I have had quite a few good laughs as I have turned the pages of The $64 Tomato by William Alexander. Gardening, for many, has become as ludicrous as the title of this book implies.
I was dumbfounded as I heard a friend tell about her wealthy neighbors who decided they wanted to try their hand at gardening. The newly-initiated gardener cried on her neighbor’s shoulder, saying the crop was a total failure.
A few days later, the woman, in despair, decided to dig up the garden and plant the area with flowers instead.
“You are not going to believe what I found!” the woman told my friend. “When I started digging, there were potatoes everywhere!”
After we finished laughing, we had to wonder how many people out there are really in this same boat. Could it be, we asked, that there really are people who just don’t know any better?
Just one bite. Alexander tells, in his new book, that he spent so much money fighting off groundhogs on his 3-acre lot in New York, because he was infuriated that “SuperChuck” kept sneaking in to his garden and taking one bite – just one bite – out of about a dozen of his very best heirloom Brandywine tomatoes, day after day.
He said he would not have minded one bit sharing one tomato with the groundhog and his furry family. But why must the nuisance creature take one bite out of 12 different perfectly beautiful, juicy tomatoes? Is he taking a bite and deciding that maybe the next one on the vine is better suited to a groundhog of his particular stature?
The war starts. So this determined gardener strung electric wire (after sending away for the top-of-the-line electric fence charger … not just any old electrical device would do, it seems) and began his war against SuperChuck.
He kept adding more and more strings of wire, and still that amazingly adept groundhog continued to get in to his garden.
One morning, as he watched from his kitchen window, Alexander said he realized that the cunning woodchuck was actually timing his jump through the wires between pulses of current.
Could a groundhog really be that intelligent? I am a bit skeptical, but then again, maybe so! I guess the groundhog was smart enough to go after the very best tomatoes that this nice man had cultivated so tenderly just for his dining pleasure!

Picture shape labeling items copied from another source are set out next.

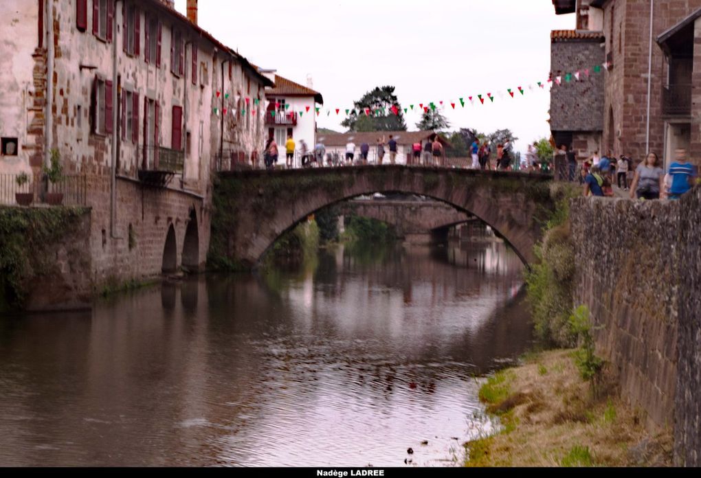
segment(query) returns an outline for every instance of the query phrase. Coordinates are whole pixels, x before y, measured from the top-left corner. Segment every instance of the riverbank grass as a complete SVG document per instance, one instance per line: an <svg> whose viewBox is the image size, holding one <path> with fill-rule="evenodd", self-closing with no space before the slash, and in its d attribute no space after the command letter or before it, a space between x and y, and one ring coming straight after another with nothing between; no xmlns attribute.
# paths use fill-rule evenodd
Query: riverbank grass
<svg viewBox="0 0 701 478"><path fill-rule="evenodd" d="M501 432L465 444L466 466L655 466L672 460L672 439L651 437L644 417L605 376L596 397L572 350L531 355L482 387ZM604 374L605 376L605 374Z"/></svg>

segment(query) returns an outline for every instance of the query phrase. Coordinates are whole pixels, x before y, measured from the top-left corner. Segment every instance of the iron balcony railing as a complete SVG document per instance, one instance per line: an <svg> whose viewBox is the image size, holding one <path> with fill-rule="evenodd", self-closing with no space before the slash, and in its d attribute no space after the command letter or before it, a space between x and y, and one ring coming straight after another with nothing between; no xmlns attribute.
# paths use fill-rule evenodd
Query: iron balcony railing
<svg viewBox="0 0 701 478"><path fill-rule="evenodd" d="M185 151L161 146L144 146L139 170L180 174L185 165Z"/></svg>
<svg viewBox="0 0 701 478"><path fill-rule="evenodd" d="M691 83L672 83L662 90L662 112L665 115L691 114Z"/></svg>
<svg viewBox="0 0 701 478"><path fill-rule="evenodd" d="M66 175L55 182L43 173L29 175L29 181L19 186L19 175L0 175L0 204L17 205L17 194L31 194L32 204L48 204L47 193L62 194L60 205L84 206L87 204L88 181L85 175Z"/></svg>
<svg viewBox="0 0 701 478"><path fill-rule="evenodd" d="M266 111L265 123L268 126L296 126L297 124L297 114L278 111L275 114L275 116L273 116L271 111Z"/></svg>

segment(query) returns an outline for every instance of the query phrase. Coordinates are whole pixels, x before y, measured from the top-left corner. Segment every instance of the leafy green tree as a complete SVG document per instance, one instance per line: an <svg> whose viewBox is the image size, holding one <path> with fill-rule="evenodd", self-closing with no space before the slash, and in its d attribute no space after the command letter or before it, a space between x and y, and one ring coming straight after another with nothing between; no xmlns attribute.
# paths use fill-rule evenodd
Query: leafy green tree
<svg viewBox="0 0 701 478"><path fill-rule="evenodd" d="M406 131L404 114L394 92L395 87L390 86L368 91L353 104L354 110L341 124L349 131ZM393 111L393 107L396 109Z"/></svg>
<svg viewBox="0 0 701 478"><path fill-rule="evenodd" d="M468 156L468 144L465 137L459 131L451 133L448 137L451 147L446 150L446 155L451 158L465 158Z"/></svg>
<svg viewBox="0 0 701 478"><path fill-rule="evenodd" d="M421 121L416 123L421 131L444 131L450 126L446 117L438 110L429 108L421 115Z"/></svg>

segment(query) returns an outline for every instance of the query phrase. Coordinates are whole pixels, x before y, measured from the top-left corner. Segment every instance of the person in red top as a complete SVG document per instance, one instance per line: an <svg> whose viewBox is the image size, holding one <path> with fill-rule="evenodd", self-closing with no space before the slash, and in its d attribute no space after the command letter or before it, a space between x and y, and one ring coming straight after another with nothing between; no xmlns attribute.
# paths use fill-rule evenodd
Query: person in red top
<svg viewBox="0 0 701 478"><path fill-rule="evenodd" d="M414 164L421 165L421 142L414 143L411 145L411 151L414 151Z"/></svg>

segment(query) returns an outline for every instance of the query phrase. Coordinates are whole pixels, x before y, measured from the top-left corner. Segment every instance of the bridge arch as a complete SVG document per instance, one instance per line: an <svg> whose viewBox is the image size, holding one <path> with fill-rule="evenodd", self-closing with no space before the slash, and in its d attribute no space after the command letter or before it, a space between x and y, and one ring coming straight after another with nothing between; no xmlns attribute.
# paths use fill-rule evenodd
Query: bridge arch
<svg viewBox="0 0 701 478"><path fill-rule="evenodd" d="M170 274L177 271L177 243L175 239L175 228L172 224L168 227L163 245L163 259L161 270L163 273Z"/></svg>
<svg viewBox="0 0 701 478"><path fill-rule="evenodd" d="M376 192L418 194L482 219L526 264L554 207L549 176L399 165L222 175L215 193L226 211L213 225L215 254L254 265L275 240L315 212ZM216 227L215 227L216 226ZM223 247L222 247L223 246Z"/></svg>

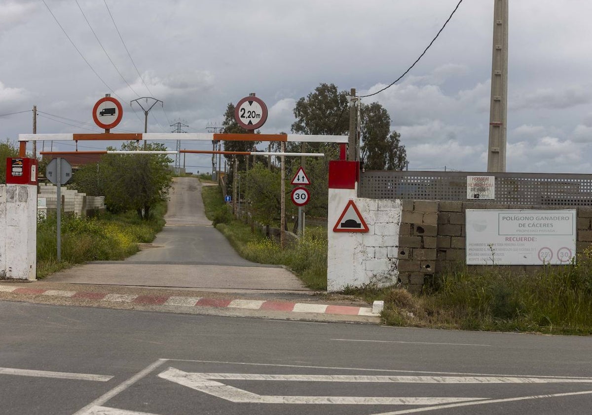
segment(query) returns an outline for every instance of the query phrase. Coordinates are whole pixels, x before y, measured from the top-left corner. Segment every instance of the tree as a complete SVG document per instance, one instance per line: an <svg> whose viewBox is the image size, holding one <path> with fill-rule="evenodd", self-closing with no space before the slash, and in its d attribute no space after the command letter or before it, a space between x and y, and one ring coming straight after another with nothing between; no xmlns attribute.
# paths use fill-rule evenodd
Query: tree
<svg viewBox="0 0 592 415"><path fill-rule="evenodd" d="M126 143L121 149L133 151L138 146L135 142ZM164 144L153 143L143 149L166 148ZM90 194L102 193L112 212L134 210L140 218L147 219L150 209L168 199L172 181L168 166L172 161L164 154L106 154L98 165L84 166L73 175L73 184Z"/></svg>
<svg viewBox="0 0 592 415"><path fill-rule="evenodd" d="M0 143L0 184L6 183L6 159L18 157L18 149L12 145L8 139L5 142Z"/></svg>
<svg viewBox="0 0 592 415"><path fill-rule="evenodd" d="M361 158L366 170L402 170L407 152L401 144L401 135L390 133L391 117L378 103L362 106Z"/></svg>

Tired of it. After years of working to cultivate his own fresh fruits and vegetables, suddenly Alexander realizes that he and his wife are tiring of the work, and while their two children are enjoying the fruits of their parents’ labor, they are too busy with other things to chip in and help with the work very much.
Alexander had become so successful in his war against deer, chipmunk, squirrel, SuperChuck and all of his kin, even birds in his orchard, that suddenly there was such an abundant crop they could barely keep up with it all.
Sometimes you really do get what you wish for. And, in the case of zucchini and tomatoes, we all know that a fellow can practically drown in the bumper crop that he planted, tilled, watered and wished for!